= Thambithoppu =

Thambithoppu is a small village located in the town of Kalakkad, Tamil Nadu, India.

==Nearest villages==
Thambithoppu is surrounded by many small villages like Manjuvilai, Pottarkulam, Karuvelankulam, Singampathu, etc.,

==Agriculture==
Agriculture is the main occupation of the people living in Thambithoppu. Much agricultural land surrounds the village, planted in the region mostly to banana plantations. And as a cyclic crop, Rice is also grown.

==Religion==
Although most inhabitants are Hindu, some people follow the Christian belief. Hindus worship Shriman Ayya Narayanaswamy as their deity, who is known to have lived from 1810 to 1851 in Swamithoppu, Kanyakumari District.

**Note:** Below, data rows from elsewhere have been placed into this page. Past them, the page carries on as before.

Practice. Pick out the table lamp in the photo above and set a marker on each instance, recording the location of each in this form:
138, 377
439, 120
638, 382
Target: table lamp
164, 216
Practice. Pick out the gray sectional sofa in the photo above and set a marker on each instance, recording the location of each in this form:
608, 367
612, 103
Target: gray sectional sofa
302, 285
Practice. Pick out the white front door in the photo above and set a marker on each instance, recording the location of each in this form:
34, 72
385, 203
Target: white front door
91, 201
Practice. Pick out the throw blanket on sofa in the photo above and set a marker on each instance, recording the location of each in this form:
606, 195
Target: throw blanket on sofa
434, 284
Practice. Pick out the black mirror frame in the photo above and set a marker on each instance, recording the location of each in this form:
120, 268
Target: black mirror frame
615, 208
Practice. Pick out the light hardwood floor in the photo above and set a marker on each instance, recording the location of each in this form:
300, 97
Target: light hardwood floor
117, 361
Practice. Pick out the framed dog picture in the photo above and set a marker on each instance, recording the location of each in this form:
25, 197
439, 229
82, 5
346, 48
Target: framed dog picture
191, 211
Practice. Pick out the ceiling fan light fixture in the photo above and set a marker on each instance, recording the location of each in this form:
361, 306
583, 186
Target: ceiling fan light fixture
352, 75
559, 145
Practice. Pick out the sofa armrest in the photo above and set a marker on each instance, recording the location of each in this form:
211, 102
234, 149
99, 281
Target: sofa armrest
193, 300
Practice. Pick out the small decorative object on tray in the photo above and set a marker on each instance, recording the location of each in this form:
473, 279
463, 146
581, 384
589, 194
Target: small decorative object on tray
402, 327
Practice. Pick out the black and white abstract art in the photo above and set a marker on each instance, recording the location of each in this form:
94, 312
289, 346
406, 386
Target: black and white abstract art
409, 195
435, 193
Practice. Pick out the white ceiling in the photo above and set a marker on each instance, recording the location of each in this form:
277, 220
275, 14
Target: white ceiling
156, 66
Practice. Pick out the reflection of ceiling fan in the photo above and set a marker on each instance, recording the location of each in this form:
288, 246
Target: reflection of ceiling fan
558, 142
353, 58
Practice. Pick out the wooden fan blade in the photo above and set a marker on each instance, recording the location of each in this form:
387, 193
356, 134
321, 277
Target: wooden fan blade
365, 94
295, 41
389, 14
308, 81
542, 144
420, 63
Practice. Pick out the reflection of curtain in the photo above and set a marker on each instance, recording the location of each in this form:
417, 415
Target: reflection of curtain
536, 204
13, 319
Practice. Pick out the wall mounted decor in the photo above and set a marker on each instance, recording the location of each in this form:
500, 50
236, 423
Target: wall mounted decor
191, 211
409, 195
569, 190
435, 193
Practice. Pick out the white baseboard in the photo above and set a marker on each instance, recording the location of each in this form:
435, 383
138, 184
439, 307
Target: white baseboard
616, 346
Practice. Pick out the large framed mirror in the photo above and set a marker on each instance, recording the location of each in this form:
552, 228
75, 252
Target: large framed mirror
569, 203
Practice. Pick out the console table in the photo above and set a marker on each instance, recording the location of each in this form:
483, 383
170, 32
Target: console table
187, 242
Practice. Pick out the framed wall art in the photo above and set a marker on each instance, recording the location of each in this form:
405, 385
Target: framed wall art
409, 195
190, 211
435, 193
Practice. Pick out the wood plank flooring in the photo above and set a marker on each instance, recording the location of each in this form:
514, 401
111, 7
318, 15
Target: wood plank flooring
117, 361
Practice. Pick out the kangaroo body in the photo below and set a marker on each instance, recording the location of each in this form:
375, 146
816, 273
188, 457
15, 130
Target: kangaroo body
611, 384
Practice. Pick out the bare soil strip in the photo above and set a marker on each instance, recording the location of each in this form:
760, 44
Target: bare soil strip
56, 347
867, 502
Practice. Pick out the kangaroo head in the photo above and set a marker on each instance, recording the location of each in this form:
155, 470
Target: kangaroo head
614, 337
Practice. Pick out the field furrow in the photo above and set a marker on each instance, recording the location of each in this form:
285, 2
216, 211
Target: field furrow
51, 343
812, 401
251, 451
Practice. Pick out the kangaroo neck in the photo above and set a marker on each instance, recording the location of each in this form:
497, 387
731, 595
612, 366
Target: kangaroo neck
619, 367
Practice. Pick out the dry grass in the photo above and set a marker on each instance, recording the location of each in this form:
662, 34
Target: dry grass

Shriman Ayya Narayana Swami Temple and Sudalamadasamy temple are located in Thambithoppu. Here, annually, "Thiruvizha" and "Kodai Vizha" functions are conducted which brings a lot of people from various locations to convene in Thambithoppu.

==Transportation==
Thambithoppu can be reached from Tirunelveli, Nanguneri and Vallioor etc. by bus. The nearest railway station is Nanguneri. Nearest airports are at Thiruvananthapuram and Madurai. Tuticorin also has an airstrip having one flight a day and is about 80 km away.